The Army warning posters encourage troops to practice "snake-smart" behavior, including shaking out bedding and clothing before use. The posters feature arms, feet and hands black with flesh turned necrotic by venom.
Doctors say in the case of a serious bite, it is urgent to provide treatment within an hour to avoid tissue breakdown. Other effects include hemorrhaging, facial drooping, double vision and paralysis, leading in severe cases to respiratory failure and death.
Razi was founded in 1924 to make vaccines for livestock, operating under the Iranian Ministry of Agriculture. More than three decades later, researchers branched out into antivenins to treat injuries from snakes and scorpions. Razi, a respected organization with ties to the World Health Organization, makes about 95,000 ampoules of snake and scorpion antivenin a year. It is currently researching an antidote for spider bites.
The institute used to keep tangles of snakes on site. Now it has a catch-milk-and-release policy. A Razi team extracts the venom and then releases the snakes to keep up the wild population, Mr. Zareh said.
Technicians inject a tiny dose of the venom into one of the institute's 200 horses. The horses produce antibodies in their blood, which the technicians then refine into antivenin.

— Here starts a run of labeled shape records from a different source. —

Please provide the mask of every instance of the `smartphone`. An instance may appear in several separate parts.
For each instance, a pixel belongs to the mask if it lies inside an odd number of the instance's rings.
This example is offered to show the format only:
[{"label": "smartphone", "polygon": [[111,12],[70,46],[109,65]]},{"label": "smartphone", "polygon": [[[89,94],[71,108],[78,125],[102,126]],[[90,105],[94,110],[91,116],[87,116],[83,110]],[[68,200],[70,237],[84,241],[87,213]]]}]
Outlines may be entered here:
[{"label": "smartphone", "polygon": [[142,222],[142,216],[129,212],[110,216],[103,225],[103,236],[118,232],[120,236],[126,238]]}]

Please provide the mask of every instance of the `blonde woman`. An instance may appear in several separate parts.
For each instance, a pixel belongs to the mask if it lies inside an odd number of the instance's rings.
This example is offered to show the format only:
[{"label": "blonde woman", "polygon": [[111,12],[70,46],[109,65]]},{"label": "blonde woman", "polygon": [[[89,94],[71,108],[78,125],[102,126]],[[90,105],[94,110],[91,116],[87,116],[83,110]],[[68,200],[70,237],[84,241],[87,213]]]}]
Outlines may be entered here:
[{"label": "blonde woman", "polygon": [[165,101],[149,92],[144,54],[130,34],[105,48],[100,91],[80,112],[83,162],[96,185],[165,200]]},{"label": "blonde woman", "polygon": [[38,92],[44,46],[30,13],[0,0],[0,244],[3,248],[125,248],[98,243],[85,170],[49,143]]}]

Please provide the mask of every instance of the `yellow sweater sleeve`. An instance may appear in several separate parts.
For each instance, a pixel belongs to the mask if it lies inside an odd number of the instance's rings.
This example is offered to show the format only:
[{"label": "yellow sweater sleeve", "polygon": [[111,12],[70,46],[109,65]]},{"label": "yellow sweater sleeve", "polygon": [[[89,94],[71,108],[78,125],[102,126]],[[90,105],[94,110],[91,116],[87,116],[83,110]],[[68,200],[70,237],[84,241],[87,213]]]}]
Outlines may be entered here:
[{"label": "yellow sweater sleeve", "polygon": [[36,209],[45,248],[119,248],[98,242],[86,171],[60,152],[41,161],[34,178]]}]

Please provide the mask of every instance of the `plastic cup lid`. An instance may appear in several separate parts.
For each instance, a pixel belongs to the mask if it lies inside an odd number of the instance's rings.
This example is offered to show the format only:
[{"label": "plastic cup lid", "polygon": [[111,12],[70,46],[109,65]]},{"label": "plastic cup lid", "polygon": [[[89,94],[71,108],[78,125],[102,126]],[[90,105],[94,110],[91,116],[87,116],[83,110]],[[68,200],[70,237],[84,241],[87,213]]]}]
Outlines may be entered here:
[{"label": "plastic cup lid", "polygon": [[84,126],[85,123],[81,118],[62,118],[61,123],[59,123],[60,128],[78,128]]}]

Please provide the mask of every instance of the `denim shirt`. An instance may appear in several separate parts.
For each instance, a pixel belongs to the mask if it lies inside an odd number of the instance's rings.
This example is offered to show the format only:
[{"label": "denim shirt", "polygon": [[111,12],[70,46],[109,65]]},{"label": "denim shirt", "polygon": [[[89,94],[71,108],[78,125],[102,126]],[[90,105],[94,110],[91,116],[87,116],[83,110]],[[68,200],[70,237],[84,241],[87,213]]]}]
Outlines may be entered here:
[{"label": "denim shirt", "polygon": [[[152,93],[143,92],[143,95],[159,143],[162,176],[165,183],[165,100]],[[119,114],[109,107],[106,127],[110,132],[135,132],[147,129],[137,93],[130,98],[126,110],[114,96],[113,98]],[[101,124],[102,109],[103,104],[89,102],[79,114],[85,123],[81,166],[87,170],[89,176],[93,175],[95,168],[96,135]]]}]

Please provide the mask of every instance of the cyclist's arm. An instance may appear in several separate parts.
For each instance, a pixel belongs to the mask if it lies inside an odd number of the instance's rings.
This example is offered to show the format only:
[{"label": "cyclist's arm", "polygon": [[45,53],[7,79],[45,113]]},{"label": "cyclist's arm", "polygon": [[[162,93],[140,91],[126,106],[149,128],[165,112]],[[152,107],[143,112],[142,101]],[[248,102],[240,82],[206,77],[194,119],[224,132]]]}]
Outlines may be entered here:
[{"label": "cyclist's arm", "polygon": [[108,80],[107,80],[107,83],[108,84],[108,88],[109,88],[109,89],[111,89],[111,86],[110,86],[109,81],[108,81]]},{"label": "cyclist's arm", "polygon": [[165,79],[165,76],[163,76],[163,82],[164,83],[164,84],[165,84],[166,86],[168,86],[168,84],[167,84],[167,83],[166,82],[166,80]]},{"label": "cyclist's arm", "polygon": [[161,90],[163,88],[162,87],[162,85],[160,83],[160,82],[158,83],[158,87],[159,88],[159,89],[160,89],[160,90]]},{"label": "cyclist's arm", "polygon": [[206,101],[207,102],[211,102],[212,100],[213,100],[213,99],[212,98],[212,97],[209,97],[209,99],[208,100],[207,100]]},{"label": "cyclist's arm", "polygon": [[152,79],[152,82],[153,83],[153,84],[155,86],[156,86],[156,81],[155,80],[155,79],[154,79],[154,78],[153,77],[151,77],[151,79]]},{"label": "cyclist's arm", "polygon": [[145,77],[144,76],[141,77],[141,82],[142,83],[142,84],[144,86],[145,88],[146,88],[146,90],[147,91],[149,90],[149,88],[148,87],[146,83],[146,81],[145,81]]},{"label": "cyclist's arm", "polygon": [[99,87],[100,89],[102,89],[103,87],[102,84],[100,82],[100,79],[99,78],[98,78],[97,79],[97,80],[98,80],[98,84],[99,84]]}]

U.S.-made antivenins won't work in Afghanistan because they aren't made from Afghan species.
The pharmacy at British-run Camp Bastion hospital, adjacent to the Camp Leatherneck U.S. Marine base in southern Afghanistan, stocks Indian and French antivenins, as well as Razi drugs.
"The Iranian antivenin is the best, and our guys deserve the best," said Col. Rob Russell, the hospital's medical director.
Col. Russell says among the 9,500 British troops in Afghanistan, just a few suffer snake or scorpion bites each year.
"A lot of the guys who get bitten have been [messing] with a snake," he said. U.S. military doctors in Afghanistan have administered 21 doses of Razi antivenin since January 2011, all of them to Afghan children, say military records. The drug is usually administered via a saline drip. The children survived.
American military doctors urge soldiers to try to identify the offending reptile, as safely as possible. "If the snake is dead, they're welcome to bring the snake with them," said Lt. Col. Sheikh, the pharmacist. "But don't go chasing the snake."